Code sinking pessimizes common GPU code patterns

Quuxplusone commented 4 years ago


Bugzilla Link	PR43785
Status	NEW
Importance	P enhancement
Reported by	Connor Abbott (cwabbott0@gmail.com)
Reported on	2019-10-24 06:43:11 -0700
Last modified on	2019-11-01 03:05:11 -0700
Version	unspecified
Hardware	PC Linux
CC	hfinkel@anl.gov, htmldeveloper@gmail.com, jay.foad@gmail.com, llvm-bugs@lists.llvm.org, Matthew.Arsenault@amd.com, nhaehnle@gmail.com, tpr.ll@botech.co.uk
Fixed by commit(s)
Attachments	`spilling_test.shader_test` (631 bytes, text/plain) `spilling_test.ll` (40627 bytes, text/plain)
Blocks
Blocked by
See also

In GPU shaders used by games, it's pretty common to average a bunch of texture
samples in a loop in the fragment shader, e.g. for blurring an image:

vec4 sample = vec4(0);
for (int i = 0; i < NUM_SAMPLES; i++)
    sample += texture(...);

...
... = sample;

The problem happens after we unroll this loop, especially when doing very
aggressive unrolling (as is usually beneficial on GPU's) and NUM_SAMPLES is
very large (say, 8 to 16). If there's any intervening control flow, then LLVM's
code sinking pass will try to pull the entire unrolled loop downwards, but
since texture() is convergent, it can't, so it leaves just the texture
operations:

sample1 = texture(...);
sample2 = texture(...);
...
sampleN = texture(...);
...
... = sample1 + sample2 + ... + sampleN;

And now all of the samples are live at the same time, which results in a huge
increase in register pressure. We noticed this when changing RadeonSI to use
NIR, since this resulted in a few shaders in Civilization: Beyond Earth
spilling after unrolling started happening before LLVM.
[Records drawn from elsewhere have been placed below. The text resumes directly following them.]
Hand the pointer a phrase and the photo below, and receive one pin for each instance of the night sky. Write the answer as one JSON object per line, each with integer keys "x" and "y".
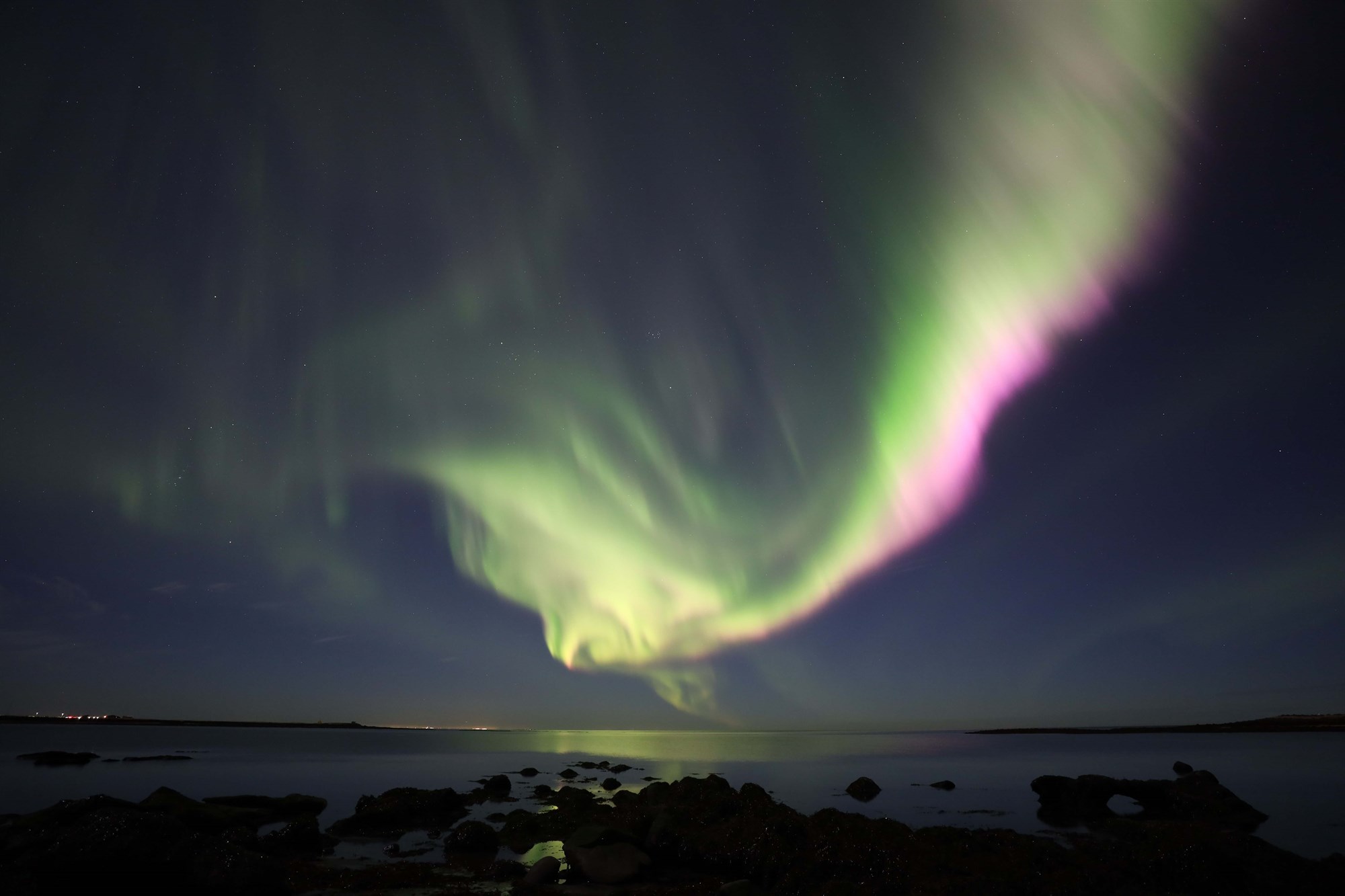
{"x": 821, "y": 365}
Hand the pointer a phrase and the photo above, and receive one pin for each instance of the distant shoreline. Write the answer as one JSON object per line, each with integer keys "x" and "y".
{"x": 184, "y": 723}
{"x": 1274, "y": 724}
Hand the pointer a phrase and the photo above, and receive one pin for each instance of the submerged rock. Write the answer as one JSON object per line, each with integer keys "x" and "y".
{"x": 59, "y": 758}
{"x": 301, "y": 837}
{"x": 278, "y": 807}
{"x": 544, "y": 870}
{"x": 863, "y": 788}
{"x": 400, "y": 810}
{"x": 1195, "y": 797}
{"x": 473, "y": 837}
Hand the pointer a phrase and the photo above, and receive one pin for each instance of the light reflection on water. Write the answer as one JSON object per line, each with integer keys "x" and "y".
{"x": 1299, "y": 779}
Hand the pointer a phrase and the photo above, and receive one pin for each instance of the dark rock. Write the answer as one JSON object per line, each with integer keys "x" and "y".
{"x": 301, "y": 837}
{"x": 473, "y": 837}
{"x": 204, "y": 817}
{"x": 106, "y": 845}
{"x": 588, "y": 836}
{"x": 757, "y": 792}
{"x": 508, "y": 869}
{"x": 59, "y": 758}
{"x": 742, "y": 888}
{"x": 1195, "y": 797}
{"x": 610, "y": 864}
{"x": 699, "y": 831}
{"x": 276, "y": 807}
{"x": 864, "y": 788}
{"x": 400, "y": 810}
{"x": 544, "y": 870}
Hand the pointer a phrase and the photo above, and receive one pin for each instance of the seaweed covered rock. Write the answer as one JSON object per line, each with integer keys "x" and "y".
{"x": 276, "y": 807}
{"x": 301, "y": 837}
{"x": 473, "y": 837}
{"x": 110, "y": 845}
{"x": 59, "y": 758}
{"x": 403, "y": 809}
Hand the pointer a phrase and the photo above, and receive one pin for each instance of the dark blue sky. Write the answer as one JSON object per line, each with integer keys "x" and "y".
{"x": 1157, "y": 536}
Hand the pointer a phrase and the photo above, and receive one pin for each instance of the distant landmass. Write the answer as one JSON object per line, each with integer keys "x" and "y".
{"x": 181, "y": 723}
{"x": 1328, "y": 721}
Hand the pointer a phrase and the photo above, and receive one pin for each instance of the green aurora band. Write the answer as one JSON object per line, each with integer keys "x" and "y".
{"x": 658, "y": 498}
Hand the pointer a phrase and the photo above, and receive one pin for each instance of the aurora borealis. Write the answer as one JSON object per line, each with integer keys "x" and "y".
{"x": 670, "y": 323}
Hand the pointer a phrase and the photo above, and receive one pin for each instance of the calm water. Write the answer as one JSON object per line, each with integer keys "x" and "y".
{"x": 1297, "y": 779}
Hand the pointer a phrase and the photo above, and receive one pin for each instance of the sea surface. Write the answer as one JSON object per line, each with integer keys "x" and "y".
{"x": 1299, "y": 779}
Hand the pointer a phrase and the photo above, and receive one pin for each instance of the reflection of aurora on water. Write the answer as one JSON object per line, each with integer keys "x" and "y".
{"x": 658, "y": 491}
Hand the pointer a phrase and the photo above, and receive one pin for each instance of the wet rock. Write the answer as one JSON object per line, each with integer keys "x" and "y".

I'm not entirely sure what to do here. Code sinking can definitely be
beneficial in some cases for register pressure, and disabling it is largely a
wash. We could just disable it in LLVM for AMDGPU/Mesa and do something much
less aggressive in our stack, although this is a problem that likely affects
other non-Mesa GPU stacks using LLVM.

Quuxplusone commented 4 years ago

That sounds plausible. Do you have an .ll example that shows the problem?

Quuxplusone commented 4 years ago

Attached spilling_test.shader_test (631 bytes, text/plain): original GLSL source

Quuxplusone commented 4 years ago

Attached spilling_test.ll (40627 bytes, text/plain): LLVM file

Quuxplusone commented 4 years ago

This is a really interesting problem; take this with a grain of salt because I'm just basing this on your description, but in theory, I think that you want some mechanism to "spill into a reduction", where you recognize that, when spilling, the result is just going into a reduction, and perform the part of the reduction at the spill point instead of actually saving the value itself.

Quuxplusone commented 4 years ago

(In reply to Hal Finkel from comment #4)
> This is a really interesting problem; take this with a grain of salt because
> I'm just basing this on your description, but in theory, I think that you
> want some mechanism to "spill into a reduction", where you recognize that,
> when spilling, the result is just going into a reduction, and perform the
> part of the reduction at the spill point instead of actually saving the
> value itself.

So, it's a bit more complicated than that. First off, this can cause problems
even when it isn't so bad that you start spilling, since on AMDGPU and probably
other GPU architectures, using more registers means that you have less threads
running in parallel. Of course, scheduling memory reads in parallel also helps,
but only up to a point. These sorts of trade-offs are normally made in the
scheduler, so having another component also try to might not be a great idea,
or be pretty hard to pull off.

Secondly, what you're describing might not be possible. In my example, code
sinking is being conservative and refusing to sink the sample intrinsics, but
if the use is inside divergent control flow, then you legitimately can't sink
them down. And if if we add the infrastructure to make it possible to determine
when we can rematerialize the texture sample wrt convergence, then code sinking
could use the same logic to determine when it can be sunk, and then we could
fix those cases by making sinking more aggressive anyways.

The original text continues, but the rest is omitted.